Наконец, Даг придумал, как поступить. Он ринулся туда, где распрягали лошадей, по глубокому снегу пробрался в обход и вдоль ряда сугробов вернулся к месту событий. Примеру Дага последовали другие мальчишки, увязались следом, но не все отважились взобраться прямо на скалу. Нарушителей заметили младшие вооруженные жрецы, охранявшие статую бога, но не стали задерживать. Дагу пришлось бежать по краю отвеса высотой не меньше шести локтей. С левой стороны от него, за линией конных хавдингов, замерла толпа, где-то там находились отец и мать. А справа, за Столбами Клятвы, расстилалась идеально ровная полоса, по которой гнали будущие жертвы.
– Везут, везут…
– Добрая будет жертва…
Парень сразу увидел и узнал своего дядю Свейна. Владелец торгового фелага и по совместительству вождь мощного хирда викингов, Свейн Волчья Пасть гордо ехал впереди на низкорослой, лохматой кобыле. За херсиром рысили четверо лютых из его хирда и на привязи волокли троих изможденных людей. Люди были чудно одеты и выглядели очень странно. Сразу стало понятно, что это иноземцы. Все с длинными узкими бородами, в черных одеяниях, с остатками золоченых воротничков и нарукавников. У самого толстого на груди болтался крест. Когда толстяка отпустили, он упал на колени, высоко поднял крест и что-то зашептал.
– Вот они… слуги креста…
– Проклятие наше… христианские морды!
– Отдать их Одину! Отдать их Отцу!!
Сам Свейн не слишком ловко сидел в седле, но не смущался своего недостатка. Ведь викинги не дерутся верхом, а в море лошадь уж точно ни к чему! Свейн соскочил с лошади шагов за двадцать до трона. Дальше, к золотым ступням божества, как и положено, он пополз на коленях. Следом за ним поползли Аки Большой, командир «Цапли», и Ульме Лишний Зуб, главный кормчий с «Белого быка», лучшего корабля, принадлежащего Свейну.
Покачивая рогатым шлемом, конунг-жрец вышел навстречу херсиру.

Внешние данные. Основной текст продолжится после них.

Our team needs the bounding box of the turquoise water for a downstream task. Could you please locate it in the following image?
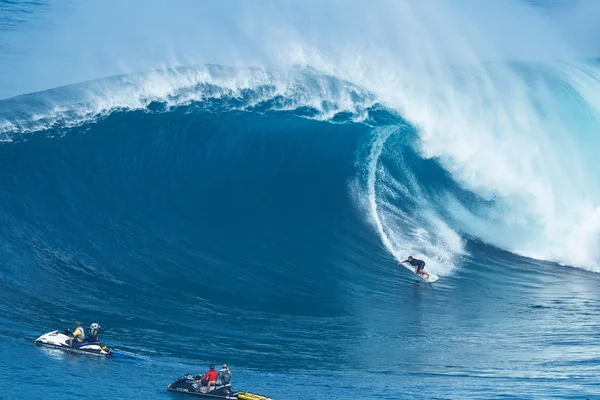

С двух сторон старика поддерживали молодые прислужники.
– Ты сделал то, что обещал?
– Да, Высокий. Мы добыли тех, кто наслал мор и бескормицу на южный Свеаланд.
– Это хорошо. Ты можешь поднести свой дар асам…

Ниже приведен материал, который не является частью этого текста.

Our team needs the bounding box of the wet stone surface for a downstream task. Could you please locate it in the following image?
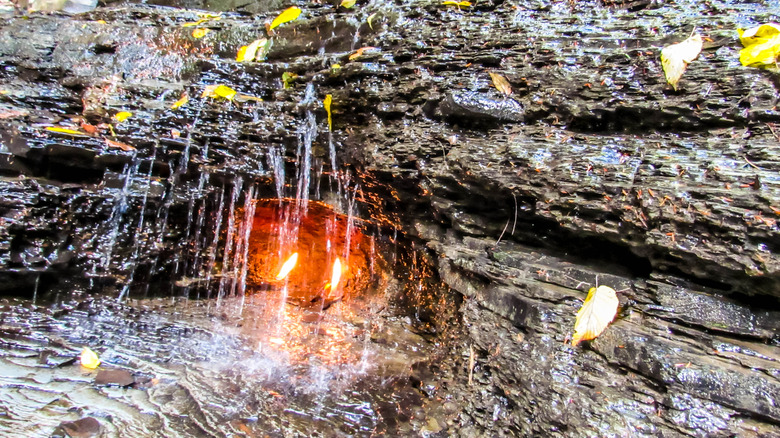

Конунг-жрец говорил тихо, но его услышали все. В долине постепенно установилась нервная гнетущая тишина. Лучшие люди страны словно ждали чего-то. Настроение передалось и Дагу. Он замер, прижавшись к ледяному камню, не чувствуя холода и ветра. Даг смотрел, как брат его матери, грозный херсир Свейн, на животе ползет последние шаги до ступней величественного тула…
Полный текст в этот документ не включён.